Some weeks ago I wrote about the Jewish Sabbath being a “palace in time,” a 25-hour period when we have the opportunity to cease doing and instead devote ourselves simply to being: with loved ones, in prayer and/or worship. contemplating, resting. Judaism’s rituals for welcoming the Sabbath have their counterpart in Havdallah at its end. The Havdallah ritual takes but a few minutes, yet it is rich in spirtual meaning and physical experience, calling all five senses into play. 

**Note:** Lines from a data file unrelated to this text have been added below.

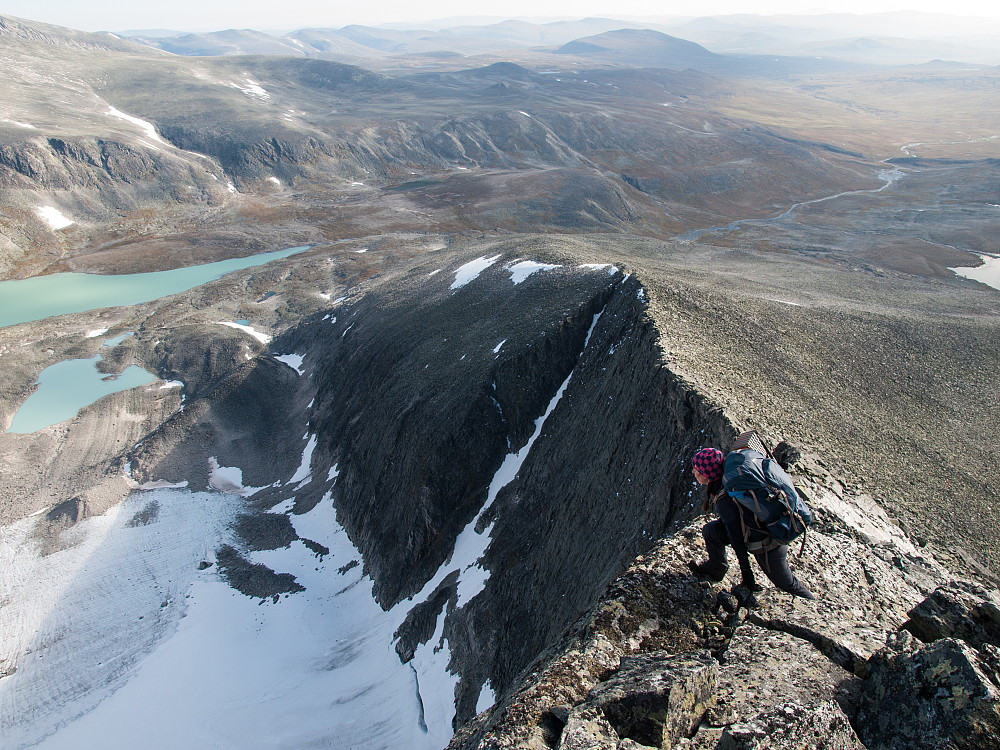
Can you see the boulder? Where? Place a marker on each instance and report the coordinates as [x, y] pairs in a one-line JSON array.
[[926, 697], [762, 668], [656, 698], [587, 729], [959, 609], [806, 726]]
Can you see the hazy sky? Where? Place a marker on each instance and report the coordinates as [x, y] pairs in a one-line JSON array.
[[207, 15]]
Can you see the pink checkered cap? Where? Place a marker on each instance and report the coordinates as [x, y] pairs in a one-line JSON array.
[[709, 462]]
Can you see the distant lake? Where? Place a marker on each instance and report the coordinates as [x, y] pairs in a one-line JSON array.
[[66, 387], [42, 297]]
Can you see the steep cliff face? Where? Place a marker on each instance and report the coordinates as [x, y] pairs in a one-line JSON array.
[[534, 417]]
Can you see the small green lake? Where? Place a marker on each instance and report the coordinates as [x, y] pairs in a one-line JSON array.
[[66, 387], [41, 297]]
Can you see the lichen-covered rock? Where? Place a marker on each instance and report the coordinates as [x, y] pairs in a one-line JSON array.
[[928, 697], [587, 729], [804, 726], [762, 668], [657, 698], [862, 592], [959, 609]]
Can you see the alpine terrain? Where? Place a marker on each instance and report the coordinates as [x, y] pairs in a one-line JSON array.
[[351, 379]]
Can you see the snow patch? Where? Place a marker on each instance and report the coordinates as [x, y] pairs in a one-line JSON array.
[[292, 360], [228, 479], [520, 271], [471, 270], [250, 330], [163, 484], [145, 126], [252, 89], [76, 623], [612, 270], [303, 475]]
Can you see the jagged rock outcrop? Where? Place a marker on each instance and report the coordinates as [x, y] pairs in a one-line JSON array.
[[792, 673]]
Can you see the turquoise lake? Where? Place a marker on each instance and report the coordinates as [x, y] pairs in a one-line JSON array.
[[66, 387], [42, 297]]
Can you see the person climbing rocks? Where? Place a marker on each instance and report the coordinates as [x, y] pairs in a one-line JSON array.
[[737, 526]]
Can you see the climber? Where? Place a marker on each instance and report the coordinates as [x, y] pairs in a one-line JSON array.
[[739, 527]]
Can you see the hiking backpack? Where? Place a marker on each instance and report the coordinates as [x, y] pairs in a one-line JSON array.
[[760, 484]]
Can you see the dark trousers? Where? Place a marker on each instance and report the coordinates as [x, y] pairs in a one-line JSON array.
[[773, 563]]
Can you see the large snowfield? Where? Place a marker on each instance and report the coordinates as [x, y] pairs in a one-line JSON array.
[[121, 641], [127, 635]]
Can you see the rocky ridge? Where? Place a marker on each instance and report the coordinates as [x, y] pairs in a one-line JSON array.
[[894, 652]]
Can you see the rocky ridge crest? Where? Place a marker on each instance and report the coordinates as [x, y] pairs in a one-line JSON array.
[[893, 653]]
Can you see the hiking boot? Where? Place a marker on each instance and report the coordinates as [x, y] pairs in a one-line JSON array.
[[704, 571]]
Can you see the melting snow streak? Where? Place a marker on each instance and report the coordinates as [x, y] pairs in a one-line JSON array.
[[471, 270]]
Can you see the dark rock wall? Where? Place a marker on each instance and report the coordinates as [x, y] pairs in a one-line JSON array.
[[417, 410], [607, 477]]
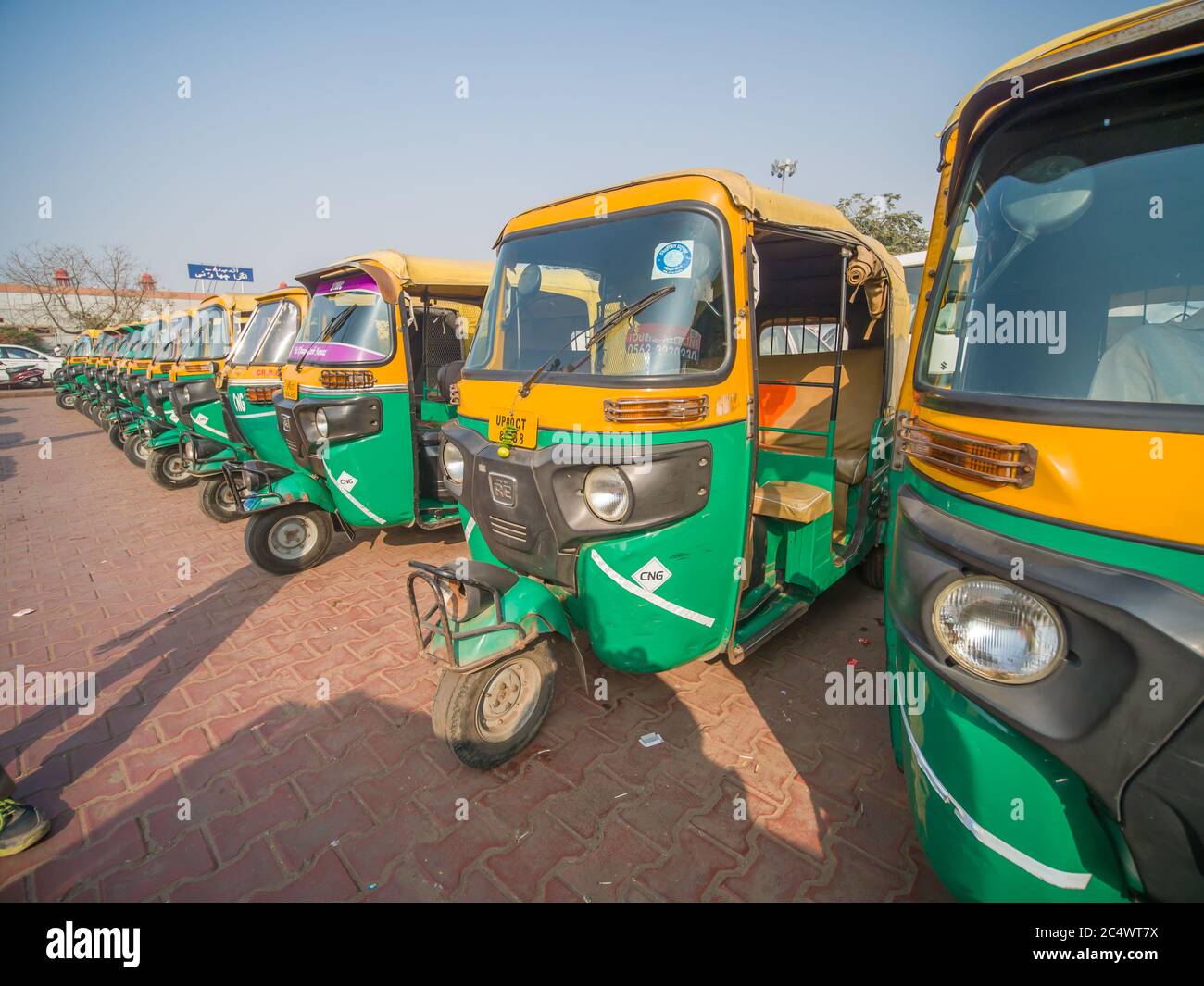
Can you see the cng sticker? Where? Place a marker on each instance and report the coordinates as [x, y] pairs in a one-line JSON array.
[[653, 576]]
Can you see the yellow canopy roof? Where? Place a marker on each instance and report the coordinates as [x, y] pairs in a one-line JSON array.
[[1023, 63], [289, 291], [230, 303], [395, 272]]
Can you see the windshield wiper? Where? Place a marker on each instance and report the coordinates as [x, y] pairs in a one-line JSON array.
[[597, 335], [336, 323]]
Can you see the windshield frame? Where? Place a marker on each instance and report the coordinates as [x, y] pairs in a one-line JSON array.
[[397, 347], [1072, 412], [629, 381]]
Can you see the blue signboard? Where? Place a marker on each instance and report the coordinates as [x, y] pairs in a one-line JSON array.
[[217, 272]]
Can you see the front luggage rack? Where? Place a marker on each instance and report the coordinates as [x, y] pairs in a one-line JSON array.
[[985, 459], [425, 628]]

Havdallah means separation and the ceremony marks our leavetaking of Shabbat and entering the new week. As Shabbat begins with the lighting of candles, so too does Havdallah. Havdallah candles must have at least two wicks, reminding us of the duality of our lives—material and spirtual. Once the Havdallah candle is lit a blessing is recited over wine reminding us, as on Shabbat, of life’s joys and sweetness. Next is the blessing over spices (often cloves) one last sensation of Shabbat’s sweetness before we move into the new week. As the blessing is recited over the flame of the Havdallah candle, it is tradition to hold one’s hands toward the flame.  I was taught this links an action to the blessing. Recently I came upon a beautiful interpretation from Rabbi Jeffrey Goldwasser of Temple Sinai in Cranston, Rhode Island.

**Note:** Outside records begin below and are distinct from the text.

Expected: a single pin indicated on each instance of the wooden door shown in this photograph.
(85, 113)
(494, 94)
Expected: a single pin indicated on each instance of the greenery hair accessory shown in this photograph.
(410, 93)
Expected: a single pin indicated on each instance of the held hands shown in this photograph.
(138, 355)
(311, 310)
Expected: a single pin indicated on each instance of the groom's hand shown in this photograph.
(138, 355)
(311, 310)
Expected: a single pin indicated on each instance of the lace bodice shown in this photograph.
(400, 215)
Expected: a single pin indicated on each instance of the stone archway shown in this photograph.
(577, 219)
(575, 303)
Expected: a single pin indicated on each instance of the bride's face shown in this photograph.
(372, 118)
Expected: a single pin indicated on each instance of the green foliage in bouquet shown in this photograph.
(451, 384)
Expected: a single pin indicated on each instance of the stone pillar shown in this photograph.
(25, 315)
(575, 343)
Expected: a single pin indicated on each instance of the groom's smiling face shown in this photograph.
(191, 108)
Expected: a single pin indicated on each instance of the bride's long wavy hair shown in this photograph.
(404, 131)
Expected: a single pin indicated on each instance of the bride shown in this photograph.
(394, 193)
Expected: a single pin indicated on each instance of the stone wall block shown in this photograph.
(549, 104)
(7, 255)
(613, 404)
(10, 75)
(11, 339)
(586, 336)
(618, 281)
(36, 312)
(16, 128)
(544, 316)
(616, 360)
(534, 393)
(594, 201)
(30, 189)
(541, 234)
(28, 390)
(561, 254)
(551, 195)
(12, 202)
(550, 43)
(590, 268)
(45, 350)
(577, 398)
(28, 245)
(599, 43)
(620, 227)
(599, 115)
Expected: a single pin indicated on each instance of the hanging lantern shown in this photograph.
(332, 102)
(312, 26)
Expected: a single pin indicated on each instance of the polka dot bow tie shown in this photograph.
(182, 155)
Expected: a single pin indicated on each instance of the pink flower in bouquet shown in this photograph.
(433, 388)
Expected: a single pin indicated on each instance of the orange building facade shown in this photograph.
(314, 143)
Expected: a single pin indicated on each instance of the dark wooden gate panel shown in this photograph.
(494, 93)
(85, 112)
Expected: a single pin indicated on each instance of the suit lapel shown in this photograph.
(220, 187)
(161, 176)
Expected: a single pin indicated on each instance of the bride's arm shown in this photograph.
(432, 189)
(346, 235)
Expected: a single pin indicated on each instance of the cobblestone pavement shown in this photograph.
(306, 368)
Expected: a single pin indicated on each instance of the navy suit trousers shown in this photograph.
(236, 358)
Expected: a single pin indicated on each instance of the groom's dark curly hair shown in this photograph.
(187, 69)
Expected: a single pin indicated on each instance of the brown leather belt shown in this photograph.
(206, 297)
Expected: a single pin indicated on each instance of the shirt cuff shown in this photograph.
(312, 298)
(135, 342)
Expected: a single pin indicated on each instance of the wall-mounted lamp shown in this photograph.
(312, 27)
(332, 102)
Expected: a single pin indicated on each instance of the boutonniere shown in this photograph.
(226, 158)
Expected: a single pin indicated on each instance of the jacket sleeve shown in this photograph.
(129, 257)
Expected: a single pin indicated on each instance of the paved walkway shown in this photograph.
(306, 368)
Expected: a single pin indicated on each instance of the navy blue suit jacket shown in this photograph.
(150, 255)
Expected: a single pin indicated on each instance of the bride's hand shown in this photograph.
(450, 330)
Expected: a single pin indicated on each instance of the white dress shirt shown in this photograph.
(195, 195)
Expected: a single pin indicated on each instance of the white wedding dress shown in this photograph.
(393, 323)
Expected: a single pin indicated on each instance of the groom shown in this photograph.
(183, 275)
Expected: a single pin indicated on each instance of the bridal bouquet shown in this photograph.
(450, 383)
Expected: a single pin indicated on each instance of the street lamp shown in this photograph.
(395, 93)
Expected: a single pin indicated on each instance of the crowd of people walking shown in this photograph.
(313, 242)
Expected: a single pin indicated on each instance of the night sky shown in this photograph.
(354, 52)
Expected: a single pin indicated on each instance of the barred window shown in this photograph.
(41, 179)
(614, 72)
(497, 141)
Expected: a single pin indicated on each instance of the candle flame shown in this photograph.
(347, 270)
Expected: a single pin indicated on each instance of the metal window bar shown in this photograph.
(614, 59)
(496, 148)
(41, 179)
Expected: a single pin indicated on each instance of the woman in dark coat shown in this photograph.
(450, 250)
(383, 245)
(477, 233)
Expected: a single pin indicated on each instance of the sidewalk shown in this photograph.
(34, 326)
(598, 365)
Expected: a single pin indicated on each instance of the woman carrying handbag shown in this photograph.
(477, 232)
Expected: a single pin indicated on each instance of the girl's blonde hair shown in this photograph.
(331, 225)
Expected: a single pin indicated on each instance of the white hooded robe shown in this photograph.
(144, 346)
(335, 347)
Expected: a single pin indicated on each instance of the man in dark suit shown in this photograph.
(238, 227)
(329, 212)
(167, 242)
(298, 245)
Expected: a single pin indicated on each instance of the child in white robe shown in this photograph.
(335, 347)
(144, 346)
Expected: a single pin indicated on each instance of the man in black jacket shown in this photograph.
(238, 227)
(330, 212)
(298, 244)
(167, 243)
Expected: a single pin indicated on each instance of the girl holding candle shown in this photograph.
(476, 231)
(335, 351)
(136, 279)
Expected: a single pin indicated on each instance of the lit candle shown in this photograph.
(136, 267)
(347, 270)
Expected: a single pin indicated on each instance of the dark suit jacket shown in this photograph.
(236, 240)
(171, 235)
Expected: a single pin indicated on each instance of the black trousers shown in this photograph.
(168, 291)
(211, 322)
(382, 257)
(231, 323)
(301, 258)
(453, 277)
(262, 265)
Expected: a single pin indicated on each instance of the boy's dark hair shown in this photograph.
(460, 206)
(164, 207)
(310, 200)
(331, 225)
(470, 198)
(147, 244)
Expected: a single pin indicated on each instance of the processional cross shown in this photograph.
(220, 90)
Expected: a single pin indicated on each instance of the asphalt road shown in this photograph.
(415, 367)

The reflected light off of the fingernails has further symbolism.  According to the Zohar*, when God created the first human beings, they were clothed in bodies of pure light. The soul of the human being [shone] visibly within this translucent body. It was only after they ate from the fruit of the Tree of Knowledge of Good and Evil, that Adam and Eve were given material bodies made of flesh. However, as a reminder of our original form, God allowed us to retain a single vestige of those original bodies. Our translucent fingernails are a reminder that, in our origin, we are beings of light. As Shabbat departs, we gaze at the light of the candle reflected in our fingernails to remember this truth about ourselves.” Isn’t that lovely!

At the end of the ceremony, the candle is extinguished in a few drops of wine. The hiss of sound as fire meets wine is becomes an indelible signal of letting go of Shabbat and moving into the physical world once again.

 

* The Zohar is the foundational book of Jewish mystical thought known as Kabbalah.